Does it seem like almost everything is a “big data” problem right now? And nearly every vendor is offering big data or big analytics solutions? Is big analytics more important than big data? And what is the difference? I've encountered this confusion in the market a lot over the last year as I’ve traveled the globe talking to business and government leaders about big data.
In the process of explaining the market to others, I've come up with a clearer way to understand the landscape. This explanation has helped a lot of businesses understand what type of analytic problems they actually have, and sometimes it helps them see that their problems are more of the big analytics variety instead of the standard issue of big data alone.
Sometimes, for example, you don’t have that much data but it’s still taking you five hours to run a marketing optimization job because of the number of possible offers. There really aren’t a lot of records but you have to do multiple passes on the data, running complex algorithms with each step. That’s a big analytics problem and not just a big data problem.
Let’s dig into those differences a bit further.

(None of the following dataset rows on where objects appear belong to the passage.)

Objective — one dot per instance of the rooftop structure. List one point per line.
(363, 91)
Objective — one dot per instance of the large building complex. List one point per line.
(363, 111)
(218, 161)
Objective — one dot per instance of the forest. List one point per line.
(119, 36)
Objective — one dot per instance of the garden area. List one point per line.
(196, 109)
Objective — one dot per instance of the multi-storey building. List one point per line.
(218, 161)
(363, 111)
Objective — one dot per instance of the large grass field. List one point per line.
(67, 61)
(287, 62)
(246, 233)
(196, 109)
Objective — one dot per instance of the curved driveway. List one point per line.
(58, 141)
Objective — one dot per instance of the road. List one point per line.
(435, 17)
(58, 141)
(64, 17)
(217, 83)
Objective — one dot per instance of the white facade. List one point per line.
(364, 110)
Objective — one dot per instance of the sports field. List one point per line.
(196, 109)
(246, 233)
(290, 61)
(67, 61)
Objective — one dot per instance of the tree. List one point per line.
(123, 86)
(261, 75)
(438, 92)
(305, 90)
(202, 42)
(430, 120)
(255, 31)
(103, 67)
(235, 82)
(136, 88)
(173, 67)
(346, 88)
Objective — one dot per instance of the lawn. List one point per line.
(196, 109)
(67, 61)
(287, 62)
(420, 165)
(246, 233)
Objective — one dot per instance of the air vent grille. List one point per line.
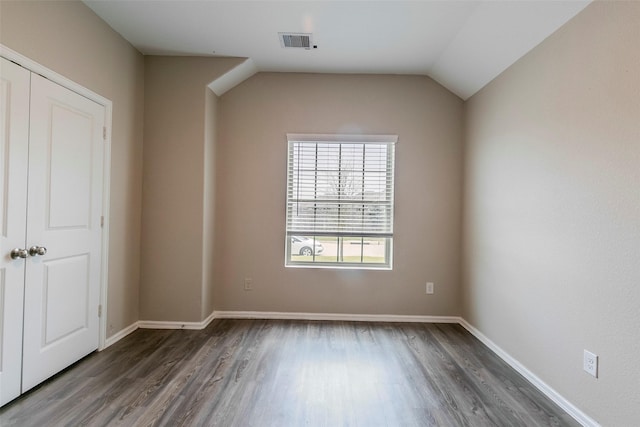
(295, 40)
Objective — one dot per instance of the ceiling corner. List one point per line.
(233, 77)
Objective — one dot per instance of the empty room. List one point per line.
(320, 213)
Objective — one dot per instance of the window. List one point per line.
(340, 201)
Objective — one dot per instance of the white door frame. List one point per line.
(37, 68)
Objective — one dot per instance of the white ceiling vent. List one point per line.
(295, 40)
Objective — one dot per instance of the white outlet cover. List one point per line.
(590, 363)
(430, 287)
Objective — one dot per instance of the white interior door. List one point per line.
(14, 148)
(62, 286)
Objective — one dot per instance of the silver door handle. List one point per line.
(19, 253)
(37, 250)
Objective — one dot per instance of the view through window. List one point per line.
(340, 200)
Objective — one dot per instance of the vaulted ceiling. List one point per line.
(461, 44)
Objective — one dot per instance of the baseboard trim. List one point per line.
(279, 315)
(152, 324)
(567, 406)
(119, 335)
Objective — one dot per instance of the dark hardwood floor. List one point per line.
(290, 373)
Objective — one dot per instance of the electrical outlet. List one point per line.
(429, 288)
(590, 363)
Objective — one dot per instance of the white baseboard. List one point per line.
(120, 334)
(152, 324)
(333, 316)
(568, 407)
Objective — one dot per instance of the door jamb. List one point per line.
(37, 68)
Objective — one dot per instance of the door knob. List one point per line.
(19, 253)
(37, 250)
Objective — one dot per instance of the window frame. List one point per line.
(389, 201)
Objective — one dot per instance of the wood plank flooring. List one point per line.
(290, 373)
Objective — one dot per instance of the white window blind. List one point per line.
(340, 186)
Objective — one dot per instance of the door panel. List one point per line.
(70, 188)
(64, 208)
(64, 277)
(14, 140)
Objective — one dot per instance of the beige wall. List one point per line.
(552, 210)
(176, 281)
(70, 39)
(251, 174)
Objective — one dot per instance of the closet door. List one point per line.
(64, 233)
(14, 139)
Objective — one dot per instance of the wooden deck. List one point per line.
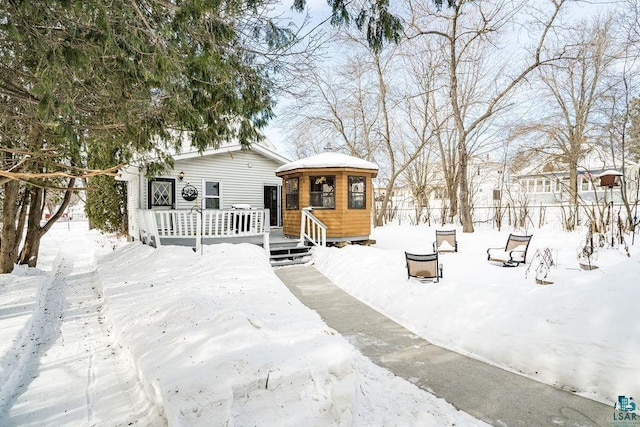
(276, 238)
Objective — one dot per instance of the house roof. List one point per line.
(328, 160)
(227, 148)
(595, 159)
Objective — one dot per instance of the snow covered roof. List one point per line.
(328, 160)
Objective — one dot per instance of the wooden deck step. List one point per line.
(289, 254)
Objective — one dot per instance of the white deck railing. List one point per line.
(208, 223)
(312, 229)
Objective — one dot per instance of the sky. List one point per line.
(108, 332)
(319, 12)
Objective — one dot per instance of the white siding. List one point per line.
(133, 204)
(242, 175)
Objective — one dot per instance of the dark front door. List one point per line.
(271, 202)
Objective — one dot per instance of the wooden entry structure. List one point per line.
(334, 188)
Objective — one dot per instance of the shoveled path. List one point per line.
(491, 394)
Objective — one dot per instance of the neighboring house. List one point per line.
(217, 179)
(548, 185)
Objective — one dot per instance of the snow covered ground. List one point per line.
(109, 333)
(581, 333)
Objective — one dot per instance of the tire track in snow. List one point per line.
(36, 338)
(80, 376)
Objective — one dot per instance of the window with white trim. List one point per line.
(211, 199)
(161, 193)
(322, 194)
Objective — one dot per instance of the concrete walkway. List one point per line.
(488, 393)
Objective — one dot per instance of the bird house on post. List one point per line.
(610, 178)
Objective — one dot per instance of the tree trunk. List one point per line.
(465, 206)
(9, 241)
(29, 252)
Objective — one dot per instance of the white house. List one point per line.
(228, 178)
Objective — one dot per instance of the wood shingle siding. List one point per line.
(342, 222)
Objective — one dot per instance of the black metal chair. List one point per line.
(423, 266)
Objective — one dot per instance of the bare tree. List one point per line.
(573, 92)
(477, 89)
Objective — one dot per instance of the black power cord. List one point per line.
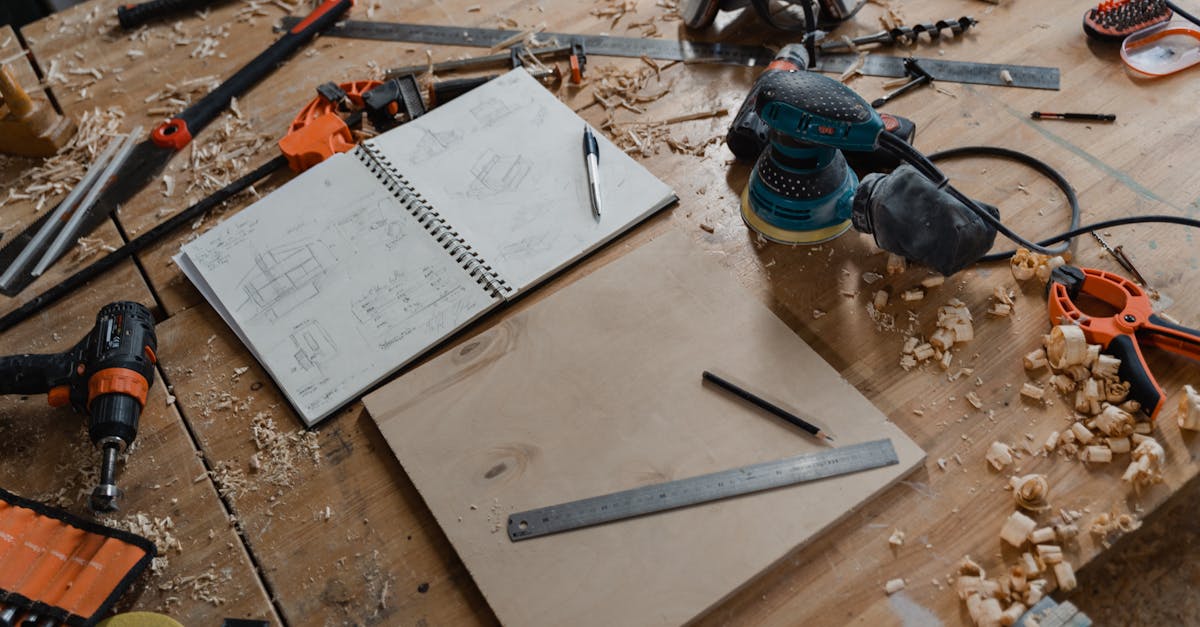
(924, 165)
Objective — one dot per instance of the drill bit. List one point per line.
(1121, 258)
(904, 35)
(103, 497)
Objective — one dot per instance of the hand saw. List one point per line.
(148, 157)
(1031, 77)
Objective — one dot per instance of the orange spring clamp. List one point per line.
(318, 132)
(1128, 323)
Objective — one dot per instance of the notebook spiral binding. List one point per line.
(432, 221)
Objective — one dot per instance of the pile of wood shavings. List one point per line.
(174, 97)
(275, 460)
(203, 586)
(161, 531)
(58, 174)
(221, 155)
(617, 88)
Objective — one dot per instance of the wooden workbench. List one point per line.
(342, 536)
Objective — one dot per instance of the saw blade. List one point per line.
(702, 489)
(1023, 76)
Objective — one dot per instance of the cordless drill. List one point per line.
(105, 377)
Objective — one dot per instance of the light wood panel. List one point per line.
(545, 408)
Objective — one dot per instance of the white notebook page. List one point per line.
(504, 165)
(331, 284)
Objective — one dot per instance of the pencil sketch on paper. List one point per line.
(373, 226)
(491, 111)
(312, 345)
(493, 174)
(531, 245)
(388, 312)
(285, 278)
(432, 144)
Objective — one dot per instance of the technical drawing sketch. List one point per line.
(493, 173)
(312, 345)
(375, 225)
(491, 111)
(432, 144)
(285, 278)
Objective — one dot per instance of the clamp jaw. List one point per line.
(1121, 334)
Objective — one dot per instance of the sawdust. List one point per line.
(221, 155)
(203, 586)
(161, 531)
(58, 174)
(280, 452)
(87, 248)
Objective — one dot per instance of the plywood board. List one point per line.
(597, 389)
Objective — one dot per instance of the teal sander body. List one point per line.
(801, 190)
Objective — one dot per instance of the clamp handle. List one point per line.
(178, 131)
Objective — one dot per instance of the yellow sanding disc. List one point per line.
(139, 619)
(784, 236)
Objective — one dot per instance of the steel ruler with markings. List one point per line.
(695, 490)
(1023, 76)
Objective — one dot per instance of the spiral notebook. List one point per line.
(363, 263)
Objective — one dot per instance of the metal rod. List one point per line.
(72, 227)
(60, 213)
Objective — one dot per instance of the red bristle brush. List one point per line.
(1115, 19)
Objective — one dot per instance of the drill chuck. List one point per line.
(114, 416)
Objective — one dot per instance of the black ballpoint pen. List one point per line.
(592, 157)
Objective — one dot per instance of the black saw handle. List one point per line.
(34, 374)
(133, 16)
(178, 131)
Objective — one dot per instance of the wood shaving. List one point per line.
(1188, 414)
(161, 531)
(59, 174)
(280, 452)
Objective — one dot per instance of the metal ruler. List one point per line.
(1024, 76)
(683, 493)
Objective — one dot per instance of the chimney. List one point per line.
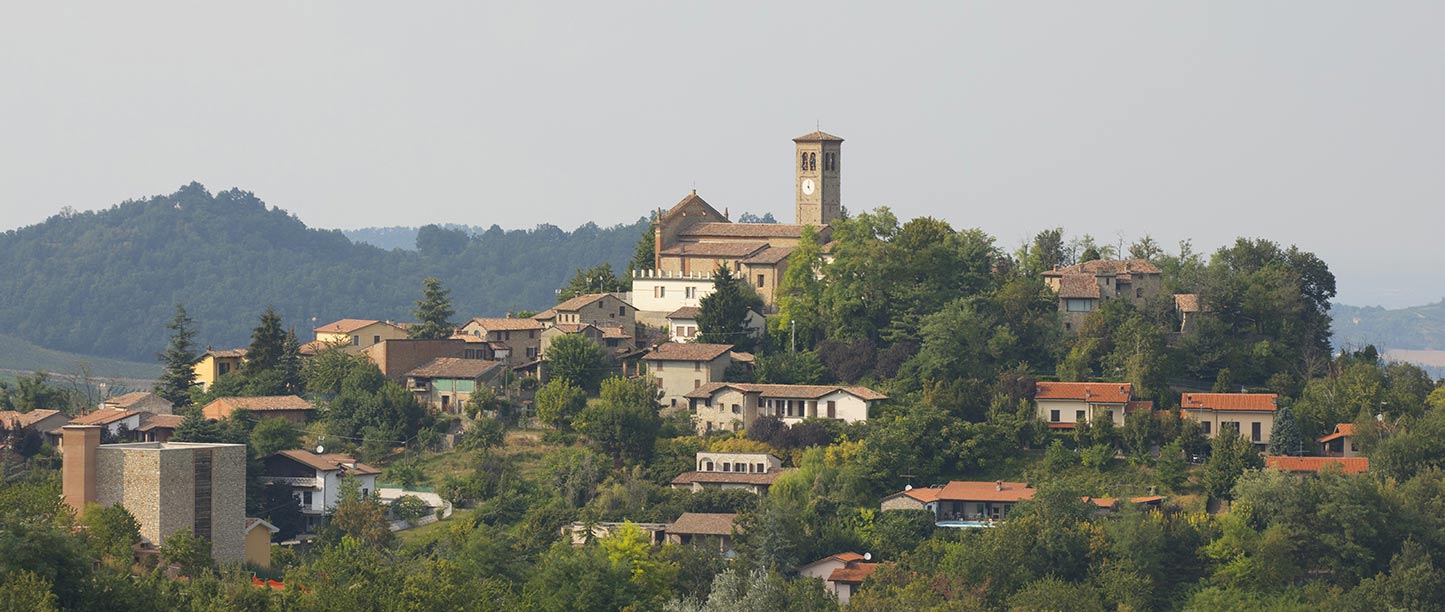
(80, 443)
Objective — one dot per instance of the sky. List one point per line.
(1312, 123)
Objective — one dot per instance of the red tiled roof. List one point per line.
(715, 248)
(796, 391)
(702, 524)
(506, 325)
(1080, 286)
(1098, 393)
(346, 325)
(1250, 401)
(817, 137)
(328, 462)
(453, 367)
(687, 351)
(1347, 465)
(104, 416)
(259, 404)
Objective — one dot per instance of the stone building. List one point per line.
(166, 485)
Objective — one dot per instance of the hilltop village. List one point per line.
(843, 412)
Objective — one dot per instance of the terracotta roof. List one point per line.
(346, 325)
(687, 199)
(687, 351)
(804, 391)
(731, 478)
(1078, 286)
(260, 403)
(26, 419)
(1188, 302)
(724, 230)
(1341, 430)
(770, 256)
(1347, 465)
(687, 312)
(130, 399)
(575, 303)
(1253, 401)
(715, 248)
(506, 325)
(104, 416)
(818, 136)
(702, 524)
(454, 367)
(986, 491)
(1107, 267)
(149, 422)
(328, 462)
(853, 573)
(1098, 393)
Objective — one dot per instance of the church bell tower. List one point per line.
(815, 166)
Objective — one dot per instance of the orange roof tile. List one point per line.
(1250, 401)
(1347, 465)
(1098, 393)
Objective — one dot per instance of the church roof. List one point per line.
(818, 136)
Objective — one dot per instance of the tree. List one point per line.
(268, 345)
(432, 312)
(179, 361)
(623, 423)
(1230, 455)
(577, 361)
(723, 313)
(597, 279)
(273, 435)
(1285, 438)
(559, 401)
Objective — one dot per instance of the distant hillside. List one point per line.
(106, 282)
(1416, 328)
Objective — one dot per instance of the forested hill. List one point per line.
(106, 282)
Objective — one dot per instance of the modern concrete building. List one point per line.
(166, 485)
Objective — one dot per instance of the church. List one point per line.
(694, 238)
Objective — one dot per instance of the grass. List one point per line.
(20, 357)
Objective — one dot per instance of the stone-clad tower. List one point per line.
(817, 169)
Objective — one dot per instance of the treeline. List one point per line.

Our first step is to revisit the distinction we’ve made over the years between reactive and proactive analytics. Standard business reports, ad hoc reports, OLAP and even alerts and notifications based on analytics are in the reactive category. Now, reactive analytics can still be very useful. They’re required for a lot of finance and regulatory reporting, and they help business users perform ad hoc analysis every day, but they are ultimately informing you about the past.
Proactive analytics like optimization, predictive modeling, forecasting and statistical analysis, however, are forward looking. They allow you to identify trends, spot weaknesses or determine conditions for making decisions about the future. They include optimization of complex problems with many dependencies, predictive modeling, regression analysis and other advanced methods for proactive decision making.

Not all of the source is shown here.